The cache is an in-memory Caffeine cache with a maximum of 5000 entries. Entries are evicted automatically when the TTL expires or when the cache is full.

Configuration

The cache is configured on the LLM Provider entity in the cache section:

{
"cache": {
"strategy": "simple",
"ttl": 300000
}
}
ParameterTypeDefaultDescription
strategystring"none"Set to "simple" to enable simple cache
ttlnumber (ms)86400000 (24h)Time-to-live for cached entries in milliseconds
redis_urlstringOptional Redis URL to use Redis as cache backend instead of in-memory

Set strategy to "none" to disable caching entirely.

Redis-backed cache

By default, the simple cache uses an in-memory Caffeine cache (max 5000 entries).
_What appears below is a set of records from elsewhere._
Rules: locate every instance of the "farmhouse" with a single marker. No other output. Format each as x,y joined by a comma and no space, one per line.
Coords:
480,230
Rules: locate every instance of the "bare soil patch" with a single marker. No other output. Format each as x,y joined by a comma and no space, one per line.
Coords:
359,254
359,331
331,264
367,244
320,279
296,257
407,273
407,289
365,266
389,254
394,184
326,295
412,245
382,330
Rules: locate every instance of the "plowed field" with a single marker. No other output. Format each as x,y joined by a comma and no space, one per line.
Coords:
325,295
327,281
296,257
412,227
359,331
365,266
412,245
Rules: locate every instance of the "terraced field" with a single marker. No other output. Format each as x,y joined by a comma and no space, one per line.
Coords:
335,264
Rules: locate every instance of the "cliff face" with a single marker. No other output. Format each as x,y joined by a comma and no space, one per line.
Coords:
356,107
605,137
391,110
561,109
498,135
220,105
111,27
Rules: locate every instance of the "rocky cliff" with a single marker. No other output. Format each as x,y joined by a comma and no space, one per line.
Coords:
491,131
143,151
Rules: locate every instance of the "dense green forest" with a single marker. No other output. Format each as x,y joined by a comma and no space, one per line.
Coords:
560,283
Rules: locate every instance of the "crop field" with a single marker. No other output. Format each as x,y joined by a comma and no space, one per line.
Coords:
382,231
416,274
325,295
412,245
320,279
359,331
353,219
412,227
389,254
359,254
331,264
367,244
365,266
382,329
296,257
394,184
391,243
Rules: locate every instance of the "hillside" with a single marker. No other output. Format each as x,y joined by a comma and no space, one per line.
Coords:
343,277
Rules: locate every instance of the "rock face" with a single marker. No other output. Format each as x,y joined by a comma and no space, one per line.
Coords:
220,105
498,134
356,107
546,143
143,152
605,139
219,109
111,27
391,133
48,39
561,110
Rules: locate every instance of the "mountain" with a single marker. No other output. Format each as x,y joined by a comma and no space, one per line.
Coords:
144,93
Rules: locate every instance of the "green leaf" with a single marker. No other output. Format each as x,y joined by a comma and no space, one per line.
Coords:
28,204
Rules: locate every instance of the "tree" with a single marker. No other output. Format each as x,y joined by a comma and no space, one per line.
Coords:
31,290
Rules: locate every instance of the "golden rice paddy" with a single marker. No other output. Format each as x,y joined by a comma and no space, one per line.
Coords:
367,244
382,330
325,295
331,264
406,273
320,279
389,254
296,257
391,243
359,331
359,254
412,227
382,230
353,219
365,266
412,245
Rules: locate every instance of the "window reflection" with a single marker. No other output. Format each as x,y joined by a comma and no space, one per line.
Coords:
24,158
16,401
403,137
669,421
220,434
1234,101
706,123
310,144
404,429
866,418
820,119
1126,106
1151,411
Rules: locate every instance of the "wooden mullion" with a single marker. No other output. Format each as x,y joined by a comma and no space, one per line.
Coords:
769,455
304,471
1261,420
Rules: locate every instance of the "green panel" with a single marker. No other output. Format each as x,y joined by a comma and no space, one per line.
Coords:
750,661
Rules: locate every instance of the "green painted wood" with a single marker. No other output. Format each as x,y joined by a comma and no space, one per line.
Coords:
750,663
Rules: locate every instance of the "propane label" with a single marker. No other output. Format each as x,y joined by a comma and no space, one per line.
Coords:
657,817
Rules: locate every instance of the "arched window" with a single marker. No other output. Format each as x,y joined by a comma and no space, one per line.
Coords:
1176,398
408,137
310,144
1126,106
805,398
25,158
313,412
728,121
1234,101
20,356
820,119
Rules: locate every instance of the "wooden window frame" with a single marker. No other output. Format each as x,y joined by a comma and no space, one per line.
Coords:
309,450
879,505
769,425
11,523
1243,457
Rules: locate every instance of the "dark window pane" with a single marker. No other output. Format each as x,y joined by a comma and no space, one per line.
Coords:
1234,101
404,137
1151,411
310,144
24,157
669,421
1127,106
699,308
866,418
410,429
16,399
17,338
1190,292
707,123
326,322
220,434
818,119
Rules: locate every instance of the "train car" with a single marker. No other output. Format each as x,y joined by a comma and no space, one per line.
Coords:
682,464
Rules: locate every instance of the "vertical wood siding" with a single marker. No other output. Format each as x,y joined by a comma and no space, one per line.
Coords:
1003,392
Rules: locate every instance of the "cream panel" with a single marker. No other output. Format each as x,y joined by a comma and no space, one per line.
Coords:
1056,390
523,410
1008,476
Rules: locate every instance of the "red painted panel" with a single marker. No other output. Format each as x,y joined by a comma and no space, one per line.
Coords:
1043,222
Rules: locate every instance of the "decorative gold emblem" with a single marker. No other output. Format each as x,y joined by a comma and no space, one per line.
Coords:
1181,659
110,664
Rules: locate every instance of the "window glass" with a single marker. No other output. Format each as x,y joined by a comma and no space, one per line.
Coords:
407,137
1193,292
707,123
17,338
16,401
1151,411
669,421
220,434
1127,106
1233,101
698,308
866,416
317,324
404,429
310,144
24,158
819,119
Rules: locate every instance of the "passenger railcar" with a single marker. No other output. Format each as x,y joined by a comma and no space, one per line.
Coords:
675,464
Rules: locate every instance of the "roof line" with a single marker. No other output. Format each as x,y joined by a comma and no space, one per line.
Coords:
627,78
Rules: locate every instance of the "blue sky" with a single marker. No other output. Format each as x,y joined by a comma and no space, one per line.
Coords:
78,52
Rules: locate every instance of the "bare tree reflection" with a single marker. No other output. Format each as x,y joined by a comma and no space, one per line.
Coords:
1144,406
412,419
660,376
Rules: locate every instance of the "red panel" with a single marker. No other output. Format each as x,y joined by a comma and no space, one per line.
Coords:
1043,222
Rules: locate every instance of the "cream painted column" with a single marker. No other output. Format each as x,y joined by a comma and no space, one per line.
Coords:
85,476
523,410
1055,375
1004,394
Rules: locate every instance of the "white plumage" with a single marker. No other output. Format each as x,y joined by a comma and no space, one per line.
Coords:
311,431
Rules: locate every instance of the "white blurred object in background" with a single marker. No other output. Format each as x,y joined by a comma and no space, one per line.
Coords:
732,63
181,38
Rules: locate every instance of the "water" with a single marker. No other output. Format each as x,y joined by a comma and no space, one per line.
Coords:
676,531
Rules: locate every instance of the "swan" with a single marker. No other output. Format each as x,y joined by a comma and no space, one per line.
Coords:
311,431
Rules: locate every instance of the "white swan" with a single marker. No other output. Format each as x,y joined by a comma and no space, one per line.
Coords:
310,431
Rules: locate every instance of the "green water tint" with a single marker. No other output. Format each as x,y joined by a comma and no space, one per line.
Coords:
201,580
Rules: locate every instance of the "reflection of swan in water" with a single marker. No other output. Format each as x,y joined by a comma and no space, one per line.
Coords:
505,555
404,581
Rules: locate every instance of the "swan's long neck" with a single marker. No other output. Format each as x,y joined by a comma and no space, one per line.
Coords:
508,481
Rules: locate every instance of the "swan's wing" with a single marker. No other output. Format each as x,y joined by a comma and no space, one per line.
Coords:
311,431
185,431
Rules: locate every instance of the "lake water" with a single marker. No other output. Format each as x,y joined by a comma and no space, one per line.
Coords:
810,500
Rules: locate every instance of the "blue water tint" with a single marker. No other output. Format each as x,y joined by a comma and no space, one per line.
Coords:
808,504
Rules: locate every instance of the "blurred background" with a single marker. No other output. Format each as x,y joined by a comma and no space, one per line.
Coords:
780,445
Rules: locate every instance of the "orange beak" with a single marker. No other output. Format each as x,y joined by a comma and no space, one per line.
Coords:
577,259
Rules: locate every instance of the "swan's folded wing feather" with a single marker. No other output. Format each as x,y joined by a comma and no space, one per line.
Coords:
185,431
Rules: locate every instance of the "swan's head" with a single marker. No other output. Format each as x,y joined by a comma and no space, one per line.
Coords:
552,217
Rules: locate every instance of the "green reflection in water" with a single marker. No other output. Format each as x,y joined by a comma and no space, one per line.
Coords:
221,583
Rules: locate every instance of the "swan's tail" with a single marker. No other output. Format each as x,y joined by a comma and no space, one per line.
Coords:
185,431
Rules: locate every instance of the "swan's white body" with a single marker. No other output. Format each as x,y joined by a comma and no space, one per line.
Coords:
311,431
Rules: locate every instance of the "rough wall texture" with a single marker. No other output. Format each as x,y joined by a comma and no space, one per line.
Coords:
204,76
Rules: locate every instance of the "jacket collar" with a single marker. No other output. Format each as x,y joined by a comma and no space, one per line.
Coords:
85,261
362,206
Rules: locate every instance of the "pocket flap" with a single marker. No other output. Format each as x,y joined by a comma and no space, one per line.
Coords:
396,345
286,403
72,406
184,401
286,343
This works well for single-instance deployments but the cache is not shared across Otoroshi instances.

To share the cache across a cluster, set redis_url to a Redis connection URI:

{
"cache": {
"strategy": "simple",
"ttl": 300000,
"redis_url": "redis://localhost:6379"
}
}

When Redis is configured:

  • Cache entries are stored in Redis with automatic TTL expiration via PSETEX
  • The cache is shared across all Otoroshi instances connected to the same Redis
  • Redis connections are pooled and shared — if multiple providers use the same Redis URL, they share the same connection
  • Responses and streaming chunks are serialized to JSON for storage

Response headers

When the cache is active, the following headers are added to responses:

HeaderDescription
X-Cache-StatusHit or Miss
X-Cache-KeyThe SHA-512 cache key
X-Cache-TtlConfigured TTL in milliseconds
AgeTime elapsed since the entry was cached (in seconds)

Response metadata

Cached responses include a cache object in the response metadata:

{
"cache": {
"status": "Hit",
"key": "a1b2c3d4...",
"ttl": 300000,
"age": 12345
}
}

When to use simple cache

  • FAQ-style applications: When the same questions are asked frequently with identical wording
  • Development and testing: To avoid repeated LLM calls during development
  • High-volume endpoints: When the same prompts are sent by many users

For cases where users ask the same question with different wording, use the semantic cache instead.